2. Acupuncture or Massage
Acupuncture can help to relax the muscles and get to the core of the problem. If needles aren’t your thing, try getting a massage on a regular basis to keep muscles from getting too tight.
3. Epsom Salt Bath
Many coaches, therapists and personal trainers recommend this method for cramping. Take a warm bath with Epsom salts — It will provide magnesium to the outside of your body, and the warm water will help to sooth your muscles.
4. Drink More Water
Dehydration is a common cause of muscle cramping. Downing a bottle of water when you get a cramp probably won’t work as a quick fix, but making sure to drink enough water each and every day will help to hydrate your body on a regular basis and prevent cramping in the future.
5. Stay Active
Going for a walk can help to eliminate cramping due to the contracting and relaxing of the leg muscles. Keeping muscles from remaining still for too long and becoming stiff can help prevent cramps.
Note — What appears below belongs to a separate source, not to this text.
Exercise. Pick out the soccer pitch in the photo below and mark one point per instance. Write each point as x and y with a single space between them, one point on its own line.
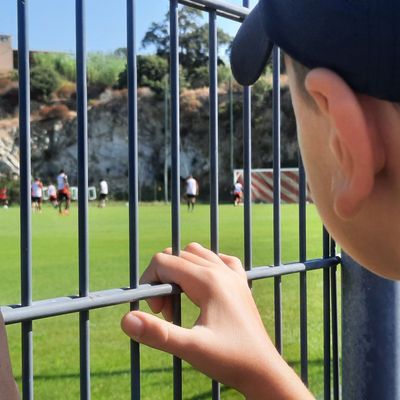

If you don’t regularly have leg cramps that are not related to a more serious condition, try adding more magnesium to your diet. Nuts and seeds are excellent natural sources of magnesium. Talk to your doctor before taking any supplements.
What to Do During a Cramp
The remedies listed above are preventative measures. So what is one to do while experiencing a cramp? Leg cramps during the night can be extremely painful and even feel paralyzing. Try to remember these few tips to help with the pain.
- Get up from the bed if you can and try to move the leg; walk around to stimulate blood flow.
- Massage the muscle in circular motions.
- Make sure your sheets, blankets, and bedtime clothing are loose and breathable.
- Sit on the floor and extend your legs out in front of you. Flex your feet at the ankles and point the toes. Then use your hands to pull your feet and slowly stretch the muscles.